There's nothing resembling gay pride here. Rather we have the sort of arguments macho men have always used to rationalize a little friendly cornholing. Is Ryder satirizing this kind of attitude or endorsing it? I hear it either way at different times. The verses are so convoluted, changing attitudes from line to line, it is almost impossible to tell what is going on; but the chorus is simply celebration: "Cherry poppin', love is grand." The question is: Is sexual pleasure being celebrated, or is it power? Yet "Cherry Poppin'" is the closest thing to an upbeat gay song on the album.

"The Jon," a light jazzy shuffle, seems a reversal: the verse may be more positive than the chorus. And "Poster," which closes the album, sounds to me like a Doors retread. The lead guitar recalls Robbie Krieger's fluid style, and Ryder's voice recalls Jim Morrison's in his last sodden days. The lyrics are trendily decadent, apparently about a hustler: Strange Days meets City of Night.

This is certainly not the gay male rock 'n' roll I've been waiting for, though I've just about given up hope of ever getting that. Even Tom Robinson, whom I respect immensely, is at his best when he writes anthems like "Power in the Darkness"; when he writes non-political gay songs like "Crossin' Over the Road" (from TRB Two), the result is almost as ambivalent ("A dirty rat is what I am") as Ryder's songs. And Mitch Ryder makes much better, more exciting music than Robinson does.

And yet it must have taken courage to make this album. Ryder has been trying to make a comeback for a long time. I doubt How I Spent My Vacation will do it. There doesn't seem to be much of a market for rock 'n' roll among gay men, even (or especially) if it's overtly gay. Nor will this album enhance Ryder's following among straights, who would, it's true, rather hear bad things than good things about gays, but would much rather not hear anything about us at all. I suspect too that many straight men would find "Cherry Poppin'" a very threatening song. So I can't say that Ryder is pandering to bigotry, but I don't know what he thinks he is doing.

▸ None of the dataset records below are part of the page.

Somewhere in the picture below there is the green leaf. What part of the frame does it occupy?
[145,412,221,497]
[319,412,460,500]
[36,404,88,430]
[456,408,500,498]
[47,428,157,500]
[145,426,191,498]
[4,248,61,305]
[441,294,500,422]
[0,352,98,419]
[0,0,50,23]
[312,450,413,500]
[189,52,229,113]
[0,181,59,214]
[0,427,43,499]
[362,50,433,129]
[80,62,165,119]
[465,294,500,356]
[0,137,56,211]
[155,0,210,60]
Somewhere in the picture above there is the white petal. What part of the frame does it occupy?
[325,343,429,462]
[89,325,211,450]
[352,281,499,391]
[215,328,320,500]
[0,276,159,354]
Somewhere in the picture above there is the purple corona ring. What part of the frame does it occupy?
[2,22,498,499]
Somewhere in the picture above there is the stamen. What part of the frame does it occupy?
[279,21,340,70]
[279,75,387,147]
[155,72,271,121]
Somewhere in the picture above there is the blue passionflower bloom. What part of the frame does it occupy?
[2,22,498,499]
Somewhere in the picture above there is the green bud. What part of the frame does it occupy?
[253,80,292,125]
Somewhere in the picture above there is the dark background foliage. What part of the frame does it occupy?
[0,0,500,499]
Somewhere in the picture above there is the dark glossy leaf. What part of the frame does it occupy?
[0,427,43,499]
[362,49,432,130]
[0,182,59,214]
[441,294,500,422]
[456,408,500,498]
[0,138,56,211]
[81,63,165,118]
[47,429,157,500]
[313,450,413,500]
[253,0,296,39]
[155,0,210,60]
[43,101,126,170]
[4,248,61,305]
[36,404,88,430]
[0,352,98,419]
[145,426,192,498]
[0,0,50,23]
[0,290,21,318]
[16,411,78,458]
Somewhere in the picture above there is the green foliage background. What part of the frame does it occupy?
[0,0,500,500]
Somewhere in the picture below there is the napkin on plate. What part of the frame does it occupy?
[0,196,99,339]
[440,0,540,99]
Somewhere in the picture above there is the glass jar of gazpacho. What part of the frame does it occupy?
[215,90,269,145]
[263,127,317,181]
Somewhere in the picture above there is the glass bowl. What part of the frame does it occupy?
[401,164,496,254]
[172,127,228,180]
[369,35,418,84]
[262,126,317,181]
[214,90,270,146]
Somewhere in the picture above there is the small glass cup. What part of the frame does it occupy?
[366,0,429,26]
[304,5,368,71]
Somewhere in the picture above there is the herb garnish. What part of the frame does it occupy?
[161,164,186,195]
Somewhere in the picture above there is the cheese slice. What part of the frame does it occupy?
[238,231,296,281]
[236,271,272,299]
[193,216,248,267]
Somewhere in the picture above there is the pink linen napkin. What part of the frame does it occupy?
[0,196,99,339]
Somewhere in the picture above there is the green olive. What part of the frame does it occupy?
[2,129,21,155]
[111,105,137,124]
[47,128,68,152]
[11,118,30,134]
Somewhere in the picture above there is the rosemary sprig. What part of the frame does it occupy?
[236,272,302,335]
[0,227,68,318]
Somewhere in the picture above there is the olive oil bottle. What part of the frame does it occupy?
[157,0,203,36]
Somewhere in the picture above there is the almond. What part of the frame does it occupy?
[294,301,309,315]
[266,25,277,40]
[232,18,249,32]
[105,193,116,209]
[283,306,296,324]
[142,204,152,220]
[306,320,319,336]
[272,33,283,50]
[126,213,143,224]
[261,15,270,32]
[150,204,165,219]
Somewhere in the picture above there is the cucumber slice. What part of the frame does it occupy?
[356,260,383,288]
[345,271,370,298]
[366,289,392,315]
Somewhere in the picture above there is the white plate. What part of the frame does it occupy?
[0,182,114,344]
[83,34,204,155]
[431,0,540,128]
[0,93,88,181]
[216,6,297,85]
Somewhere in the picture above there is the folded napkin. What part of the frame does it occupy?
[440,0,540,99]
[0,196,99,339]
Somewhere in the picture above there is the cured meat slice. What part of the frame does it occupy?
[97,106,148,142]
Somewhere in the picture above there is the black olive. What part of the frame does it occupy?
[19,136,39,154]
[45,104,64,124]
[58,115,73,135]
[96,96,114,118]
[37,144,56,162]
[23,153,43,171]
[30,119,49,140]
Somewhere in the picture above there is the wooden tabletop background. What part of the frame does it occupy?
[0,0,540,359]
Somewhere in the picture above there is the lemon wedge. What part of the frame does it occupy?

Coming out was not easy for me, and if (as I suspect) How I Spent My Vacation is largely autobiographical, I can sympathize with Ryder's evident conflict, if not his machismo. I'm glad he chose to write songs about what was happening to him and recorded them, considering how easy it would have been never to commit them to vinyl. That he did is reason for hope, and I hope and believe that this will prove to be a transitional album. Maybe in time Mitch Ryder will be able to give us, if not love songs, at least music which truly celebrates sex between men.